Y en esta presentación del narrador como un dios que atraviesa dimensiones llegamos a otro aspecto de esta novela: el riesgo que involucra. Cito otra vez a Macarena García Moggia, quien se refirió a esta como “una novela centrífuga” para algunos lectores, en tanto posee la fuerza de expulsar a un lector desprevenido. Y es que aquí no hay un relato, hay piezas, esferas. Ya hemos dicho que el árbol se examina desde arriba, pero también desde el lado. El lector está exigido, está obligado a mover su centro y desplazarse alrededor de los hechos, más que a lo largo. Dicho esto, hablamos de una novela esférica, de una novela capaz de marear a quien no viene preparado a su encuentro.

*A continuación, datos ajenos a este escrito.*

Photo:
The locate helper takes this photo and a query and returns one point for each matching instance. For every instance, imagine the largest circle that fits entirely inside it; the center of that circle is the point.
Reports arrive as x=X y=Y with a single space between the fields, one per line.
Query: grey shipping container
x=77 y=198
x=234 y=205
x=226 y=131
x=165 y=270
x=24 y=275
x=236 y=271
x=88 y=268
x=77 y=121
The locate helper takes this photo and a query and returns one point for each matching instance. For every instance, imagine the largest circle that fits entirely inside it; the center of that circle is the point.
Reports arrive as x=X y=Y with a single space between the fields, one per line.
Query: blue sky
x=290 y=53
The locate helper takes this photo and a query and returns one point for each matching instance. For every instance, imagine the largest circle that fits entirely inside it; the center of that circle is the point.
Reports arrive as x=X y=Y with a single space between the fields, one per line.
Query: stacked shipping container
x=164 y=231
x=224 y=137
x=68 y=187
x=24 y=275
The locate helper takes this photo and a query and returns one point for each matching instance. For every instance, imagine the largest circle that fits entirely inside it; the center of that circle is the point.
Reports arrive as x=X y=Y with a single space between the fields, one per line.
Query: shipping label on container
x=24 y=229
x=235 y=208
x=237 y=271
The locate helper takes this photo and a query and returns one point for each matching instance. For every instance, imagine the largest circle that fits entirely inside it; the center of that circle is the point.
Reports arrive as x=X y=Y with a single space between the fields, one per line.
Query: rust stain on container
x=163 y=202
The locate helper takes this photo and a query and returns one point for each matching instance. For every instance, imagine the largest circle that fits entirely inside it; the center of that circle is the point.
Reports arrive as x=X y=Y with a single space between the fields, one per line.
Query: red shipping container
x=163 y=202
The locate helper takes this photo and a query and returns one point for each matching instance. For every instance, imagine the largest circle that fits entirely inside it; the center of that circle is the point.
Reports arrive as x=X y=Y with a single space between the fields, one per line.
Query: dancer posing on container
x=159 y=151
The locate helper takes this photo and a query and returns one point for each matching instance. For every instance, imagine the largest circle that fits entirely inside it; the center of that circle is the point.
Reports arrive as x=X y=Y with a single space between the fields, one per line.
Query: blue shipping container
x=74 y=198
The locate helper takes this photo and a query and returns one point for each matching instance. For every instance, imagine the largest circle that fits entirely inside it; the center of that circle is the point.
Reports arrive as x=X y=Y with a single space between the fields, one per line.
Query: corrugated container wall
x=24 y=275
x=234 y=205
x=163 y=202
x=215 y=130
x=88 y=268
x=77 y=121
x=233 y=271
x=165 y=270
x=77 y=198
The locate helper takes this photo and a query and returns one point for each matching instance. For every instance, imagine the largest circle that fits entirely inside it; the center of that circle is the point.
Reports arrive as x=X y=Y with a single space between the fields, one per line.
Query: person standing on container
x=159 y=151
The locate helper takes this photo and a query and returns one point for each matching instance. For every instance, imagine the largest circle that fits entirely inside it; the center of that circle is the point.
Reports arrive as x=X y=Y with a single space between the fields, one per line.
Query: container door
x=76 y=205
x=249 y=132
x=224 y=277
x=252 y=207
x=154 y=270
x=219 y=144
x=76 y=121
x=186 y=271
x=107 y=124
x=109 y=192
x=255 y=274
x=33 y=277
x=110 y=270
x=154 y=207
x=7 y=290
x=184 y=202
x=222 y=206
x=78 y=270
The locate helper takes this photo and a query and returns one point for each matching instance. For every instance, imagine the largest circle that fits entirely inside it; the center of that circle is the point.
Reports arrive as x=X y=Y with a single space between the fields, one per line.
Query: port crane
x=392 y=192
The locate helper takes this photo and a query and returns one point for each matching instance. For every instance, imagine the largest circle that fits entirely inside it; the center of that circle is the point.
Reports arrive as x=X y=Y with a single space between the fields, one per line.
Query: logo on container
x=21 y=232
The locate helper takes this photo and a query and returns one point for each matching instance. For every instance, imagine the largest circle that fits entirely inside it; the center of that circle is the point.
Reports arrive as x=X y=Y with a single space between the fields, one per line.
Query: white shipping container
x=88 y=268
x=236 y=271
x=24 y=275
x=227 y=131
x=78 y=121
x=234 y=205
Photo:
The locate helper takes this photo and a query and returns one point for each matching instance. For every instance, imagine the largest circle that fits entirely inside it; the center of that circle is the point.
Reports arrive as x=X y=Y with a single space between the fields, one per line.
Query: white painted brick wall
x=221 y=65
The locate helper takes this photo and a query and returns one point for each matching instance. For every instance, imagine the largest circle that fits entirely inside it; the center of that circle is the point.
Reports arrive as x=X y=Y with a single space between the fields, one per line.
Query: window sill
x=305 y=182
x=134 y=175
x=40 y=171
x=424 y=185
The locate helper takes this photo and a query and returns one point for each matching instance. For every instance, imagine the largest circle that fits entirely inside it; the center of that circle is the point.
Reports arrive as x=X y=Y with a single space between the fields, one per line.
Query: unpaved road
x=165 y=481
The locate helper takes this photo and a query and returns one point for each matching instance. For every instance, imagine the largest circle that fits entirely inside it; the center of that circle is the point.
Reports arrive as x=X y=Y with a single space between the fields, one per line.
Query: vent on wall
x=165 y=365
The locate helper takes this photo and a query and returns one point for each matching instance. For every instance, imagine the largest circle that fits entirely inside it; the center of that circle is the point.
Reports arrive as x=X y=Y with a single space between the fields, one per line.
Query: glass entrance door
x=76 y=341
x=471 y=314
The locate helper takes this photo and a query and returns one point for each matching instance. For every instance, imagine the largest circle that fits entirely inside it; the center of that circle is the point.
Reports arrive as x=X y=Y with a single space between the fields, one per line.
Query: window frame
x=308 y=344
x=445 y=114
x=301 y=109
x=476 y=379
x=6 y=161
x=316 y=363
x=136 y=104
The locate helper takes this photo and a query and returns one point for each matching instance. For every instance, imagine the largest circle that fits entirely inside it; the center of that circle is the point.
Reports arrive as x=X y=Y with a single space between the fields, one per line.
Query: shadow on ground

Termino este texto con un fragmento que, a mi parecer, junto con otros cuantos más, resume de manera excelente qué es lo que tenemos entre manos (pág. 94-95): “Se pregunta si él mismo no será uno de esos adictos o beneficiados de la así llamada conciencia cartográfica. Antes le gustaba vagabundear acompañado de esos mapas múltiples con forma de cuaderno. El momento más feliz se producía cuando al llegar al punto –esquina, calle o terraplén– correspondiente al borde de una hoja, si quería seguir avanzando en esa dirección y verificar en el mapa la nueva ubicación, debía pasar a un nuevo plano, probablemente situado en el cuaderno a varias páginas de distancia. Entonces podía hacer de cuenta que durante unos momentos difíciles de precisar transitaría por un lugar sin referencias, medio inexistente, hasta que volviera a verificar en la nueva hoja, en general sobre un ángulo izquierdo o en la parte superior, su calle, la calle por donde en ese momento caminaba, que parecía haber estado a punto de disolverse en un espacio parecido a la nada, y de cuya indeterminación era rescatada gracias a su presencia. Recuerda su mapa, que consideraba especial sencillamente porque era suyo, una de sus pocas pertenencias, de hojas gruesas y un poco rugosas, y con una portada donde se dibujaba un laberinto de varios colores, debajo de las grandes letras con el nombre de la ciudad, y como fondo una cuadricula de calles que parecían estar siendo enfocadas con una lupa. Sabía que era un mapa para conductores, no para caminantes, y que por eso era pesado. La espiral de alambre era de gran diámetro, lo que permitía pasar las hojas sin demasiada dificultad pero convertía el cuaderno –era el nombre que le daba– en un objeto aparatoso e imposible de disimular”.